How would you go into identifying if this is definitely an issue or not?
Current system is 32GB of RAM; RAIDZ2 6x4TB WD Red disk
When I copy a 20TB file within a pool using rsync, I see speeds that a varying greatly over time. 70MB/s to 135MB/s, constantly changing in between.
zpool iostat 1 gives me as output
as you can see, this varies *greatly* ever second... I'm a tad ensure in what's going on....
using the plain cp, it varies slightly less, but still significant enough:
a few second later it was:
is this something a SLOG could make a difference with? should the size of the cache or even the amount of RAM available be reduced?
Large RAM, small pool, performance problem example:
With 32GB, you have potentially 4GB by default (the write shift value of 3 resulting in 1/8th of system memory) allocated to transaction group buffer. Now ZFS does have some code to try to feel out and adjust the size of a transaction group, but consider the scenario where you have four oldish drives in RAIDZ2 capable of writing a max of 100MB/sec to the pool and your transaction group flush period is 5 seconds. So realistically if you're trying to write more than 500MB to the pool you're in trouble, right? But if you have 4GB worth of stuff queued up in a way-too-big txg to write in that time, that could be bad. If you stopped writing, ZFS would actually be fine but it'd take "too long" to write that txg and it'd notice, which is kind of how it tries to adjust txg size if I remember correctly.
But if you keep writing, like let's say dd if=/dev/zero which can go real fast, and you fill another transaction group while the first one is only a fraction of the way complete, now ZFS has a problem. It cannot shift the current txg into flush mode because the old one isn't done. So instead ZFS blocks.
Now, to be very clear here, ZFS is still busily writing out your data about as fast as the hardware is capable of... but with all the stuff queued up, you're locked out. Until that first flush is done, ZFS is effectively paused.
If you look at the system from a great enough distance, it looks fine: over the period of a day, you'll see that it's writing at an average 100MB/sec. Which is great! Because the system can only go 100MB/sec. But working interactively with the system, it is "run run <bam> wait wait wait wait wait wait wait wait GO! run run <bam>" etc. which could be a serious problem for a NAS platform.
Now on one hand, gigE places a limit on the amount of stuff you might reasonably queue up into a txg ... assuming you don't do anything at the console, and you only have a single gigE, and the hardware is capable of sustaining at least 125MB/sec ... if all that's true, then you might not ever see "serious" problems. But I do all my major data work at the console. And I really want the system to remain responsive, even if that means less throughput more reliably. And that's what bug 1531 is all about. Including technique to manually size the write buffer more reasonably.

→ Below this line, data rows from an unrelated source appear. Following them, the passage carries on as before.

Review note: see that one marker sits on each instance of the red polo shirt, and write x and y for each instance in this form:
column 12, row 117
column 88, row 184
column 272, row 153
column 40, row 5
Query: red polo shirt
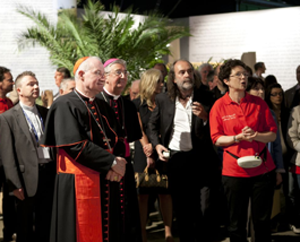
column 229, row 118
column 5, row 104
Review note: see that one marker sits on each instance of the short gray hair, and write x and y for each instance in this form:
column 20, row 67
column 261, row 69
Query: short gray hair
column 205, row 65
column 85, row 65
column 119, row 61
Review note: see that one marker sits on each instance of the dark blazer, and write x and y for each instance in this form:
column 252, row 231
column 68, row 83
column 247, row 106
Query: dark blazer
column 18, row 150
column 162, row 118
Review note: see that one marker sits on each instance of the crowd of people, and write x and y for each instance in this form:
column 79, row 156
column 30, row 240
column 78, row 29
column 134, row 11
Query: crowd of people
column 67, row 166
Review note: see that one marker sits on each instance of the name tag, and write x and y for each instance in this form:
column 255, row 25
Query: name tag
column 43, row 153
column 229, row 117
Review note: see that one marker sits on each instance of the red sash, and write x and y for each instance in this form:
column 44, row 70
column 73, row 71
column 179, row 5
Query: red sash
column 88, row 198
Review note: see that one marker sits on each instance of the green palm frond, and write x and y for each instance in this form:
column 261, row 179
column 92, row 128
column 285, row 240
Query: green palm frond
column 107, row 37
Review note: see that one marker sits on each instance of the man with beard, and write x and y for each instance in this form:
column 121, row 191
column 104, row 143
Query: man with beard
column 116, row 75
column 179, row 125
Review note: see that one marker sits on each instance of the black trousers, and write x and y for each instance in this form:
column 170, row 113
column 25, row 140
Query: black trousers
column 34, row 213
column 260, row 189
column 185, row 184
column 8, row 208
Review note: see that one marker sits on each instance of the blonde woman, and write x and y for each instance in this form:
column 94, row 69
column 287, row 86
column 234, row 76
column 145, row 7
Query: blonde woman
column 145, row 156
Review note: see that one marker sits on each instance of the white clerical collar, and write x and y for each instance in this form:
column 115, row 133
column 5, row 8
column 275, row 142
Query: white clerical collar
column 90, row 98
column 113, row 95
column 27, row 108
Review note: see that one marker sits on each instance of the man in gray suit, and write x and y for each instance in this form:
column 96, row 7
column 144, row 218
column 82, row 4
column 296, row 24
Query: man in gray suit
column 29, row 168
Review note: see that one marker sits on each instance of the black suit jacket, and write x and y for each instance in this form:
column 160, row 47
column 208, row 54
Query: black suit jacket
column 18, row 150
column 161, row 125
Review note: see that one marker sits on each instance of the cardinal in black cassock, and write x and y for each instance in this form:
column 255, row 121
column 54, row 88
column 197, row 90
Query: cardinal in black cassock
column 88, row 207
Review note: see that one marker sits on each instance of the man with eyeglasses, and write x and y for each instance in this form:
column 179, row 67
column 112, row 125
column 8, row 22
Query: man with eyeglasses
column 116, row 76
column 90, row 199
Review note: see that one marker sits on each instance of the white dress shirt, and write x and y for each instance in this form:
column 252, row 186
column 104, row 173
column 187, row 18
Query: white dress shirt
column 36, row 128
column 181, row 139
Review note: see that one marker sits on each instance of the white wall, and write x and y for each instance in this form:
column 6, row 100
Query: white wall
column 273, row 34
column 33, row 59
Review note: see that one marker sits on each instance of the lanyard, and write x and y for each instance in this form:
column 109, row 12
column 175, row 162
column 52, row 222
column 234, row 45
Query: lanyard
column 32, row 126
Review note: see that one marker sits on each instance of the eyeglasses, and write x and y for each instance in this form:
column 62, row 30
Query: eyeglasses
column 240, row 74
column 99, row 73
column 280, row 94
column 119, row 72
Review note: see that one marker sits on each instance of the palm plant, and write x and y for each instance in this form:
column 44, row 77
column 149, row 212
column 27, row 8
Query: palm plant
column 93, row 34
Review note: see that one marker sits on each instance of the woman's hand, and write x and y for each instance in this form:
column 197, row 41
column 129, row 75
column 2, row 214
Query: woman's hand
column 148, row 149
column 160, row 149
column 247, row 134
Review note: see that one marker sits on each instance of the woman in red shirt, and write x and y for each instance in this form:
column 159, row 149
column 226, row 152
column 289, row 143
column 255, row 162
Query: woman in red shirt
column 243, row 124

But now something more generally applicable to you, I think:
Varying pool I/O speeds are not necessarily indicative of a problem. In the old days, we could fairly reliably predict the speeds we'd see because file systems were simple and in many cases the blocks were just coming off the disk, running up through some trite OS layers, and being fed into an application, so the speed very closely resembled the sequential block throughput of the disk adjusted for some overhead. That ought to seem like a very sensible observation, and I suspect you're even getting ready to say "but ... fragmentation, seeks, ...!" which is also correct, those things were difficult to predict and were the cause of poor performance.
ZFS is more complex because it is involving lots more potential cache, multiple drives, and a complexity that makes performance analysis somewhat dismaying because it can be difficult to understand symptoms or even difficult just to repeat a simple test and get similar results. Because ZFS has been designed to be your RAID controller AND your filesystem, and because that's more integrated than a legacy filesystem-on-top-of-hardware-RAID, it is harder to understand. It is not just shoveling data out in easily predictable ways. It is caching data, aggregating data to be written, and the behaviours make per-second measurement and monitoring less-useful. Imagine that you had per-millisecond reporting on the status of the cylinders of an internal combustion engine. It would be reporting wildly varying results in a way that you might or might not interpret usefully, but when taken as a whole the engine's performance is what it should be. ZFS is in some ways very much like that.